So here's what's happening:

The HTTP Transport would normally retry those requests, but because they're POST requests they're not idempotent and Go conservatively assumes it might be unsafe to retry them. In fact, Go would've retried them had the server's EOF happened earlier before any bytes were written, but Go manages to write a few bytes to the server first, so Go has to assume the server acted on them.

We currently have no way to mark an *http.Request as safe to retry when it's not a GET/HEAD/OPTIONS/TRACE. I suppose we can repurpose that bug for this.

The other root cause of this bug is that CouchDB is lying and saying it'll keep the connection open but then closing it immediately, which is making Go pick a connection which is just going to hang up. Again, that's okay for GET requests (Go will retry), but not for POSTs. It's also okay when there's not a lot of traffic happening quickly, because Go will see the hangup and remove that connection from the idle pool.

Perhaps Go could also keep stats per-hostname of which servers are lying about connection keep-alives.

In any case, the error message returned here is valid and intentional.

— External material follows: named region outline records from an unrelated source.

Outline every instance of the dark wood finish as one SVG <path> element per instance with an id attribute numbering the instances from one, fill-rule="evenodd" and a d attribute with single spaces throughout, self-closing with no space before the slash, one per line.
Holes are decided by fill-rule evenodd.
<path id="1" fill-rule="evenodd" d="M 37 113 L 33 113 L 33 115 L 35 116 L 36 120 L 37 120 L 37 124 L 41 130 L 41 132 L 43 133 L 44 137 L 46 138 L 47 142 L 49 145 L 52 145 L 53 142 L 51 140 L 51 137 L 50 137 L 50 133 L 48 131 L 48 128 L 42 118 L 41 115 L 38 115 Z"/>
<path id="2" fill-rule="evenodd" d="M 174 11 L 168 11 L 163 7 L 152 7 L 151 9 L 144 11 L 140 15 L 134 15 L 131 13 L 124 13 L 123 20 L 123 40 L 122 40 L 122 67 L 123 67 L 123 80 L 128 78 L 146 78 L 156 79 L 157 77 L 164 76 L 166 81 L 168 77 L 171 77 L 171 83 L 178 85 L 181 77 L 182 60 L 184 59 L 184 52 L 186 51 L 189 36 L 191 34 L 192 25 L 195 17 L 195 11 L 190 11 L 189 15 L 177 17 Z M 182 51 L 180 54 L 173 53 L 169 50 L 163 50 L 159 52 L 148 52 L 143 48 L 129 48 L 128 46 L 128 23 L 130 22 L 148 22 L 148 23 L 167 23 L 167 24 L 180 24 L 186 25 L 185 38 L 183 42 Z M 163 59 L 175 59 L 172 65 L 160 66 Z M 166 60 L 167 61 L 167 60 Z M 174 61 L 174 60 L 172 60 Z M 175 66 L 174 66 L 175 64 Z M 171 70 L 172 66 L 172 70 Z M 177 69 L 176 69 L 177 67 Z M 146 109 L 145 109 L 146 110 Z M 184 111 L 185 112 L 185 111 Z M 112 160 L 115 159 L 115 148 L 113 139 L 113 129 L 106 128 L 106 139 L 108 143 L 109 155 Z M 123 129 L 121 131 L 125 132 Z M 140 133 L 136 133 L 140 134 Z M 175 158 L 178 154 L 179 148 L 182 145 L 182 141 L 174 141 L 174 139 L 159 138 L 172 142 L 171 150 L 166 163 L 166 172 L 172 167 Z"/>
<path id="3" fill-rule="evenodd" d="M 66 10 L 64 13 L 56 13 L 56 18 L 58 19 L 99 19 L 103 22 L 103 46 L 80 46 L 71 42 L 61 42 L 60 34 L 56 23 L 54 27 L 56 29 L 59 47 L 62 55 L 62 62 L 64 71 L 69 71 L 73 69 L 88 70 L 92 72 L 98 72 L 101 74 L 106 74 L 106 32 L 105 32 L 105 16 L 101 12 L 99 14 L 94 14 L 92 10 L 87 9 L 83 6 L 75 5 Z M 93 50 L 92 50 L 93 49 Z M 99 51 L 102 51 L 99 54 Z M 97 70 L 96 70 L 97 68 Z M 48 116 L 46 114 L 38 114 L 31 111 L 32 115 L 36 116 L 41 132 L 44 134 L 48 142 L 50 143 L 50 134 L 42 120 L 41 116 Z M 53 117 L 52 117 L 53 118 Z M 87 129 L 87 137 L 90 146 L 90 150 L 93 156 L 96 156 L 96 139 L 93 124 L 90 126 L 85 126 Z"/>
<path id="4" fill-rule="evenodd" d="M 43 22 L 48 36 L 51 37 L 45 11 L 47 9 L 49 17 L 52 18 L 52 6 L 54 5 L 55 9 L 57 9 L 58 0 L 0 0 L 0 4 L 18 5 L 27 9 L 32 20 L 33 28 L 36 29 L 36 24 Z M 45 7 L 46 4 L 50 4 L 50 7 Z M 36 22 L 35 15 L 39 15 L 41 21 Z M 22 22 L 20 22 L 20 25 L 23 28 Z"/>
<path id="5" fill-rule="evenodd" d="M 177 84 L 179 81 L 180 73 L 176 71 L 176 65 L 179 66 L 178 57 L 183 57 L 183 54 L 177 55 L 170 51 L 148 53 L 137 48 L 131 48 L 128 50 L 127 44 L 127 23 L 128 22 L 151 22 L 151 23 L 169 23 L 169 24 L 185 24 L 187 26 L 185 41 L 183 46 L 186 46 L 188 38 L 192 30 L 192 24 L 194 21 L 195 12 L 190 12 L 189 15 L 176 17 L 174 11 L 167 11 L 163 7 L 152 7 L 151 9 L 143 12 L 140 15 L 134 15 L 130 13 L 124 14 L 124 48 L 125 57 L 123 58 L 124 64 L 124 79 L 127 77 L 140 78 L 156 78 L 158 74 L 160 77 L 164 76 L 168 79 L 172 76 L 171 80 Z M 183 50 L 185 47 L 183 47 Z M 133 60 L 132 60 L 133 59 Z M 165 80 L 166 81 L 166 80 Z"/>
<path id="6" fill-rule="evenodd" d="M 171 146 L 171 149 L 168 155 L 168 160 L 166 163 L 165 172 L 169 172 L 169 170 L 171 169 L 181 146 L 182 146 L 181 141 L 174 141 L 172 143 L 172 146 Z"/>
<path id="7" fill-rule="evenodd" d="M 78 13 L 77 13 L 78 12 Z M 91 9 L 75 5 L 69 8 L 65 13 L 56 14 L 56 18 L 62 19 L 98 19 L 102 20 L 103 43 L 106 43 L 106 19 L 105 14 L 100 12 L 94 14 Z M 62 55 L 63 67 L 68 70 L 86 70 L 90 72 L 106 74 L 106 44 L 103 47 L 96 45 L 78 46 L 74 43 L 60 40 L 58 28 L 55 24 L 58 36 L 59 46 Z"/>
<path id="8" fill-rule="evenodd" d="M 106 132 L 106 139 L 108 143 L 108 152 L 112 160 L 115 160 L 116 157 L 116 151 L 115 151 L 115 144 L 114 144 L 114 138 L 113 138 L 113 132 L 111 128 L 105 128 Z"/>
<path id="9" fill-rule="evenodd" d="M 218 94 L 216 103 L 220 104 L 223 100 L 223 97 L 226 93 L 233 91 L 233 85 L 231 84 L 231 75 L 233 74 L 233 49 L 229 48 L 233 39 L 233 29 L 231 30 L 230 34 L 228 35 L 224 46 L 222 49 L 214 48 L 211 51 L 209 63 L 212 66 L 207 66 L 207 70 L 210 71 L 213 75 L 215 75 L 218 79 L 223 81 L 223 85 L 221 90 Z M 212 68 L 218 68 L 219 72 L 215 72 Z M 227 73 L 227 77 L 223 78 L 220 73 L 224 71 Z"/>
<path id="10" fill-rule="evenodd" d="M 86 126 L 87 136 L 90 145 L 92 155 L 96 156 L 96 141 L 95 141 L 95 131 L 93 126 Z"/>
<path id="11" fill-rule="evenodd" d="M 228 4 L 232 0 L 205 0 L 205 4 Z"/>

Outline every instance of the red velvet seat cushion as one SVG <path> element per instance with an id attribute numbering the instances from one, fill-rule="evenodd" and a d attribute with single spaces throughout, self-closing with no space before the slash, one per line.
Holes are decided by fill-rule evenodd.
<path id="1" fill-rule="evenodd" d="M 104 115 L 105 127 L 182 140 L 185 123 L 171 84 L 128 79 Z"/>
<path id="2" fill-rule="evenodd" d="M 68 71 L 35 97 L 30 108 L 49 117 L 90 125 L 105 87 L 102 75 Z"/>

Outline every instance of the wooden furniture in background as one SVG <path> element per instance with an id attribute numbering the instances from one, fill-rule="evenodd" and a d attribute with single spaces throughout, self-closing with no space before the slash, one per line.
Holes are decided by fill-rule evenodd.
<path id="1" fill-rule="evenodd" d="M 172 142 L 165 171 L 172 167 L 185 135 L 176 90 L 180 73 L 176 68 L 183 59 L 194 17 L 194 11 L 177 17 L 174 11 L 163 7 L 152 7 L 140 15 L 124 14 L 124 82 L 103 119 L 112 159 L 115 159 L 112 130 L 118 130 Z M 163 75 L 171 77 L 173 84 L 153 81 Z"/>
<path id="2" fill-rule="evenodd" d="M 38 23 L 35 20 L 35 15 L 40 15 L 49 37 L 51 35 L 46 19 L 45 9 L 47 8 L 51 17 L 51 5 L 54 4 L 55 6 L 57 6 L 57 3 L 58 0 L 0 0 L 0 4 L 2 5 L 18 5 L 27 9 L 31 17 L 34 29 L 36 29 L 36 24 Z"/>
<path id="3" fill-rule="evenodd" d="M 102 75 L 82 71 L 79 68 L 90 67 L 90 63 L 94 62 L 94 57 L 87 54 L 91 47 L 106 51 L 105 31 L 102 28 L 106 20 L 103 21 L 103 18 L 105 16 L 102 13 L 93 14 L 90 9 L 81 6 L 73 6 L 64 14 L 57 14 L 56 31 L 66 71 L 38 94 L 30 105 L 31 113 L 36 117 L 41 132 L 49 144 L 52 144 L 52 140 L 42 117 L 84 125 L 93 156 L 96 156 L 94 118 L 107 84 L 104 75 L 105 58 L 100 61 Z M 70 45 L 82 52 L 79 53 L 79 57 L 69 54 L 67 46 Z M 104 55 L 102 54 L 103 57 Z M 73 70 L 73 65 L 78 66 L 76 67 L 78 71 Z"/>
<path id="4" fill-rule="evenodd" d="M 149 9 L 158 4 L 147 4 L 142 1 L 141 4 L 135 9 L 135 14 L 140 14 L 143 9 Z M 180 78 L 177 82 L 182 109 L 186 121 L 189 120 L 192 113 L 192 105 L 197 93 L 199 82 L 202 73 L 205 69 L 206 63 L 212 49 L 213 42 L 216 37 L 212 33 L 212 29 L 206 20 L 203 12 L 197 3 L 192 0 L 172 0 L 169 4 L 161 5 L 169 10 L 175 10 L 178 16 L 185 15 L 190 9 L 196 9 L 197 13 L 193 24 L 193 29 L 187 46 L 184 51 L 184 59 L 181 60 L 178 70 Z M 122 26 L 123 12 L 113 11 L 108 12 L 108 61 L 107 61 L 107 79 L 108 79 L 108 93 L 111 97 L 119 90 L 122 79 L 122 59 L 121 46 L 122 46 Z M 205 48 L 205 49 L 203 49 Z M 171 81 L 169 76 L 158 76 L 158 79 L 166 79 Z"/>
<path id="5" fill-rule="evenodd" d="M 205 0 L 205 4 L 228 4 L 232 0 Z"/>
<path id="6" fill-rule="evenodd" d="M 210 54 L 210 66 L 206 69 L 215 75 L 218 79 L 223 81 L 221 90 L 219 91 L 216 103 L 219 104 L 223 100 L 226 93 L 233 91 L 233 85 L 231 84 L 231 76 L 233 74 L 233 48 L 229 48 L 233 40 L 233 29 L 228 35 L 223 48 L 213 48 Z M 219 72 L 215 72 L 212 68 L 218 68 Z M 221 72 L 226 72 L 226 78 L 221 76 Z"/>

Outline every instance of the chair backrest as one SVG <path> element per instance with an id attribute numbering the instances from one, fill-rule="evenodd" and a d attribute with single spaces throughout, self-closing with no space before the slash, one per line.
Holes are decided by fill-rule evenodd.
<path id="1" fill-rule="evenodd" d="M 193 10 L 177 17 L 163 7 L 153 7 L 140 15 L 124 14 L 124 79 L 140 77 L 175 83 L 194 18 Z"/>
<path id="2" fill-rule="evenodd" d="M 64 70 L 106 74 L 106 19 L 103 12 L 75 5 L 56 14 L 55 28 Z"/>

I'll send a change to update the comments on that internal error message, and we'll keep this bug open to do more in future Go releases.

gopherbot commented 6 years ago

Change https://golang.org/cl/86375 mentions this issue: net/http: document internal error errServerClosedIdle more

iand commented 5 years ago

There seems to be a growing support for idempotency-key headers to indicate that a POST should be idempotent. Stripe, GoCardless, Worldpay and Paypal support idempotency-key and Openbanking supports x-idempotency-key. As far as I can tell there is no current effort to specify via IETF but there does seem to be convergence among financial APIs.

Go could look for this header and infer that the request is intended to be idempotent.

ncw commented 5 years ago

An rclone user has been reporting this on POST-ing to the dropbox API.

I've put a work-around in for the moment.

Since errServerClosedIdle is no longer private could it be exposed? It would mean I could kill this, most hideous piece of code in the world...

// retriableErrorStrings is a list of phrases which when we find it
// in an an error, we know it is a networking error which should be
// retried.
// This is incredibly ugly - if only errors.Cause worked for all
// errors and all errors were exported from the stdlib.
var retriableErrorStrings = []string{
    "use of closed network connection", // internal/poll/fd.go
    "unexpected EOF reading trailer",   // net/http/transfer.go
    "transport connection broken",      // net/http/transport.go
    "http: ContentLength=",             // net/http/transfer.go
    "server closed idle connection",    // net/http/transport.go
bradfitz commented 5 years ago

@iand, nice! Thank you for all those links. That's the first I've heard of that and it's great to see. I've always wanted to see a header like that so I'm pleased that it both exists and is pretty widely used.

I say we make Go respect both idempotency-key and x-idempotency-key. If Go sees either, it can mark the request as retry-able.

gopherbot commented 5 years ago

Change https://golang.org/cl/147457 mentions this issue: net/http: make Transport respect {X-,}Idempotency-Key header

gopherbot commented 4 years ago

Change https://golang.org/cl/191779 mentions this issue: net/http: document additional uses of Requesty.GetBody()